Am I doing something wrong, and is there another way to expose only chosen properties of the base class?
See below for 3.0 solution
Pick is only a type it is not a class, a class is both a type and an object constructor. Types only exist at compile time, this is why you get the error.
You can create a function which takes in a constructor, and returns a new constructor that will instantiate an object with less fields (or at least declare it does):
export class Base {
public c: number = 0;
constructor(public a: number, public b: number) {
}
}
function pickConstructor<T extends { new (...args: any[]) : any, prototype: any }>(ctor: T)

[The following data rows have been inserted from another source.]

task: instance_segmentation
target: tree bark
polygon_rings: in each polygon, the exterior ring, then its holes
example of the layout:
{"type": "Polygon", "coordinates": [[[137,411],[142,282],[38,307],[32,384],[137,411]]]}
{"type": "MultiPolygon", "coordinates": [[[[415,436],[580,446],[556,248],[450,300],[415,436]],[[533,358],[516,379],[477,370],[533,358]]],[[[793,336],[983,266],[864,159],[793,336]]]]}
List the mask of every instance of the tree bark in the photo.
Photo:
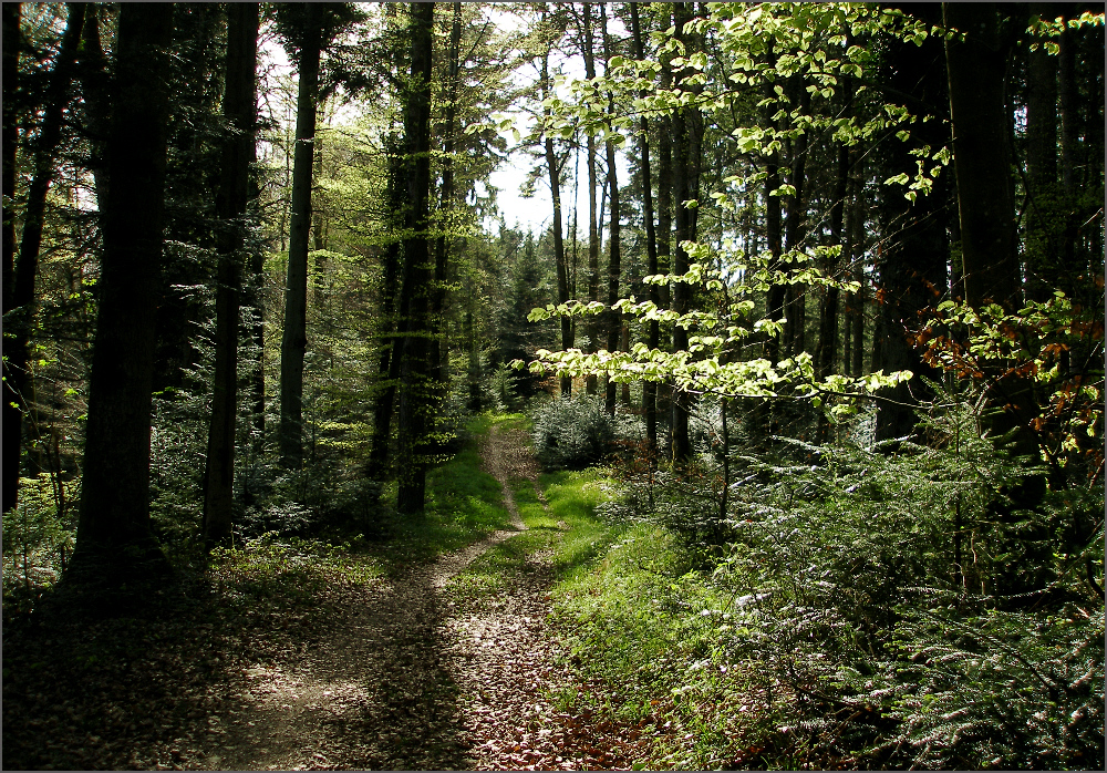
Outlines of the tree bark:
{"type": "Polygon", "coordinates": [[[946,27],[966,34],[946,41],[953,165],[961,214],[965,296],[980,307],[991,299],[1018,303],[1018,257],[1005,114],[1006,47],[995,6],[942,3],[946,27]]]}
{"type": "Polygon", "coordinates": [[[111,189],[76,549],[69,575],[111,585],[168,570],[149,522],[151,389],[165,215],[172,3],[124,3],[116,33],[111,189]]]}
{"type": "MultiPolygon", "coordinates": [[[[902,10],[911,12],[925,23],[941,23],[937,7],[904,4],[902,10]]],[[[944,127],[949,95],[942,76],[944,53],[941,39],[931,37],[921,45],[893,41],[889,44],[887,55],[890,85],[925,105],[924,110],[934,120],[909,126],[910,143],[889,138],[890,144],[883,157],[886,166],[879,178],[901,173],[913,174],[918,156],[911,155],[912,146],[929,145],[935,148],[949,141],[949,131],[944,127]]],[[[880,367],[887,371],[909,370],[915,378],[910,383],[901,383],[883,391],[894,402],[881,403],[877,409],[878,441],[910,434],[917,416],[908,405],[932,396],[930,389],[919,377],[940,379],[940,373],[919,355],[911,337],[922,324],[920,312],[937,303],[949,287],[945,267],[950,254],[946,236],[946,175],[939,176],[930,194],[920,194],[914,202],[909,202],[903,196],[906,189],[901,185],[882,184],[880,187],[884,241],[875,267],[882,299],[879,307],[883,331],[880,367]]]]}
{"type": "Polygon", "coordinates": [[[426,499],[427,415],[430,408],[428,355],[431,320],[430,245],[427,216],[431,189],[431,78],[434,3],[412,3],[412,70],[404,105],[407,141],[407,205],[404,218],[404,281],[401,315],[407,320],[400,363],[400,488],[396,509],[423,511],[426,499]]]}
{"type": "MultiPolygon", "coordinates": [[[[550,96],[549,82],[549,52],[542,55],[541,70],[542,100],[550,96]]],[[[546,118],[549,120],[549,110],[546,111],[546,118]]],[[[561,233],[561,169],[557,163],[557,154],[554,152],[554,137],[546,130],[546,169],[550,177],[550,198],[554,200],[554,262],[557,268],[557,300],[565,303],[569,300],[569,265],[565,256],[565,236],[561,233]]],[[[572,320],[569,317],[561,317],[561,349],[572,349],[572,320]]],[[[561,396],[568,398],[572,393],[572,378],[561,377],[561,396]]]]}
{"type": "MultiPolygon", "coordinates": [[[[603,28],[603,58],[611,61],[611,39],[608,35],[608,19],[600,6],[600,22],[603,28]]],[[[606,66],[606,65],[604,65],[606,66]]],[[[608,94],[608,114],[613,115],[615,110],[614,96],[608,94]]],[[[610,214],[608,221],[608,351],[619,351],[619,343],[622,337],[622,313],[610,308],[619,301],[619,280],[622,277],[622,255],[620,252],[620,205],[619,205],[619,171],[615,165],[615,145],[608,140],[606,143],[608,158],[608,198],[610,199],[610,214]]],[[[617,382],[608,377],[607,389],[604,391],[603,408],[610,415],[615,413],[617,382]]]]}
{"type": "MultiPolygon", "coordinates": [[[[394,216],[404,209],[403,158],[400,148],[395,146],[394,137],[390,136],[385,141],[385,148],[389,158],[385,197],[389,202],[389,212],[394,216]]],[[[399,225],[393,224],[393,227],[399,225]]],[[[393,236],[384,250],[384,281],[381,287],[381,355],[377,365],[381,391],[377,392],[373,405],[373,445],[370,449],[369,466],[365,471],[371,481],[385,477],[389,444],[392,440],[392,410],[396,400],[396,379],[400,377],[400,350],[403,347],[403,333],[406,329],[400,327],[396,318],[396,284],[400,279],[401,251],[399,237],[393,236]]]]}
{"type": "Polygon", "coordinates": [[[216,212],[219,215],[219,268],[216,288],[215,373],[208,426],[204,532],[210,548],[229,542],[235,489],[235,421],[238,416],[238,306],[242,287],[242,247],[250,195],[257,113],[259,4],[227,7],[227,75],[223,114],[235,134],[225,141],[216,212]]]}
{"type": "MultiPolygon", "coordinates": [[[[3,313],[11,309],[15,289],[15,156],[19,150],[19,50],[23,3],[3,3],[3,313]]],[[[7,399],[7,398],[6,398],[7,399]]],[[[8,418],[4,416],[7,425],[8,418]]],[[[7,456],[7,450],[4,456],[7,456]]],[[[4,491],[8,476],[4,475],[4,491]]],[[[3,501],[8,502],[4,494],[3,501]]],[[[3,511],[8,512],[4,504],[3,511]]]]}
{"type": "MultiPolygon", "coordinates": [[[[638,3],[631,2],[630,19],[631,32],[634,37],[634,56],[638,60],[645,59],[645,48],[642,44],[642,28],[639,20],[638,3]]],[[[643,91],[643,96],[645,92],[643,91]]],[[[658,274],[658,233],[653,223],[653,179],[650,174],[650,121],[642,115],[639,118],[639,156],[642,164],[642,218],[645,220],[645,255],[646,274],[653,276],[658,274]]],[[[661,298],[656,285],[650,285],[646,291],[646,299],[660,305],[661,298]]],[[[658,320],[650,320],[648,323],[645,344],[655,350],[661,343],[661,326],[658,320]]],[[[658,450],[658,383],[645,381],[642,383],[642,412],[645,414],[645,439],[650,444],[650,451],[658,450]]]]}
{"type": "MultiPolygon", "coordinates": [[[[84,3],[66,3],[69,18],[62,35],[58,59],[50,73],[45,94],[45,109],[39,136],[34,147],[34,167],[27,192],[23,212],[23,233],[19,244],[19,255],[12,267],[12,289],[4,308],[4,371],[3,371],[3,512],[15,506],[19,496],[19,461],[22,450],[23,413],[27,410],[25,394],[30,386],[28,373],[31,318],[34,313],[34,284],[39,272],[39,251],[42,247],[42,227],[46,213],[46,193],[54,177],[54,156],[62,136],[62,111],[68,102],[70,82],[73,78],[73,62],[76,59],[84,25],[84,3]]],[[[7,19],[4,20],[8,21],[7,19]]],[[[18,24],[18,21],[17,21],[18,24]]],[[[17,25],[18,30],[18,25],[17,25]]],[[[6,127],[7,130],[7,127],[6,127]]],[[[12,132],[12,134],[15,134],[12,132]]],[[[8,142],[7,132],[4,142],[8,142]]],[[[6,147],[6,153],[8,148],[6,147]]],[[[14,151],[11,159],[4,159],[14,173],[14,151]]],[[[6,173],[7,174],[7,173],[6,173]]],[[[8,181],[4,181],[7,185],[8,181]]],[[[12,190],[14,181],[12,181],[12,190]]],[[[10,215],[10,214],[9,214],[10,215]]],[[[6,217],[9,217],[6,215],[6,217]]],[[[11,224],[14,229],[14,224],[11,224]]],[[[8,228],[8,225],[4,226],[8,228]]],[[[14,234],[12,234],[14,238],[14,234]]],[[[6,236],[7,238],[7,231],[6,236]]],[[[7,257],[7,256],[6,256],[7,257]]],[[[4,284],[4,295],[8,285],[4,284]]]]}
{"type": "Polygon", "coordinates": [[[449,81],[446,94],[446,115],[443,122],[443,161],[442,161],[442,195],[438,199],[438,210],[442,214],[438,227],[443,233],[435,241],[434,252],[434,295],[432,296],[431,320],[433,336],[431,339],[431,380],[434,382],[435,408],[433,415],[441,414],[448,391],[449,346],[446,334],[446,281],[449,271],[449,241],[446,230],[453,227],[449,213],[454,206],[454,136],[456,132],[455,113],[457,105],[458,73],[461,71],[462,44],[462,3],[454,3],[454,18],[449,25],[449,81]]]}
{"type": "MultiPolygon", "coordinates": [[[[583,3],[584,18],[584,78],[591,80],[596,78],[596,54],[594,41],[592,40],[592,3],[583,3]]],[[[596,188],[598,185],[596,174],[596,137],[591,134],[587,138],[588,145],[588,300],[600,299],[600,231],[596,209],[596,188]]],[[[587,322],[588,351],[594,352],[599,349],[600,328],[597,317],[589,317],[587,322]]],[[[584,377],[584,391],[596,394],[596,377],[584,377]]]]}
{"type": "Polygon", "coordinates": [[[307,3],[300,82],[296,101],[296,150],[288,237],[284,327],[280,343],[280,456],[287,470],[303,464],[303,359],[308,349],[308,247],[311,237],[311,172],[314,161],[319,59],[322,50],[320,3],[307,3]]]}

: <TKeys extends keyof InstanceType<T>>(...keys: TKeys[]) => ReplaceInstanceType<T, Pick<InstanceType<T>, TKeys>> & { [P in keyof Omit<T, 'prototype'>] : T[P] } {
return function (keys: string) { return ctor as any };
}
export class PartialDescendant extends pickConstructor(Base)("a", "b") {
public constructor(a: number, b: number) {
super(a, b)
}
}
var r = new PartialDescendant(0,1);
type IsValidArg<T> = T extends object ? keyof T extends never ? false : true : true;
type ReplaceInstanceType<T, TNewInstance> = T extends new (a: infer A, b: infer B, c: infer C, d: infer D, e: infer E, f: infer F, g: infer G, h: infer H, i: infer I, j: infer J) => infer R ? (
IsValidArg<J> extends true ? new (a: A, b: B, c: C, d: D, e: E, f: F, g: G, h: H, i: I, j: J) => TNewInstance :
IsValidArg<I> extends true ? new (a: A, b: B, c: C, d: D, e: E, f: F, g: G, h: H, i: I) => TNewInstance :
IsValidArg<H> extends true ? new (a: A, b: B, c: C, d: D, e: E, f: F, g: G, h: H) => TNewInstance :
IsValidArg<G> extends true ? new (a: A, b: B, c: C, d: D, e: E, f: F, g: G) => TNewInstance :
IsValidArg<F> extends true ? new (a: A, b: B, c: C, d: D, e: E, f: F) => TNewInstance :
IsValidArg<E> extends true ? new (a: A, b: B, c: C, d: D, e: E) => TNewInstance :
IsValidArg<D> extends true ? new (a: A, b: B, c: C, d: D) => TNewInstance :
IsValidArg<C> extends true ? new (a: A, b: B, c: C) => TNewInstance :
IsValidArg<B> extends true ? new (a: A, b: B) => TNewInstance :
IsValidArg<A> extends true ? new (a: A) => TNewInstance :
new () => TNewInstance
) : never
For constructors parameters you will loose things like parameter names, optional parameters and multiple signatures.
Edit
Since the original question was answered typescript has improved the possible solution to this problem. With the addition of Tuples in rest parameters and spread expressions we now don't need to have all the overloads for ReplaceReturnType:
export class Base {
public c: number = 0;
constructor(public a: number, public b: number) {
}
}
type Omit<T, K extends keyof T> = Pick<T, Exclude<keyof T, K>>
function pickConstructor<T extends { new (...args: any[]) : any, prototype: any }>(ctor: T)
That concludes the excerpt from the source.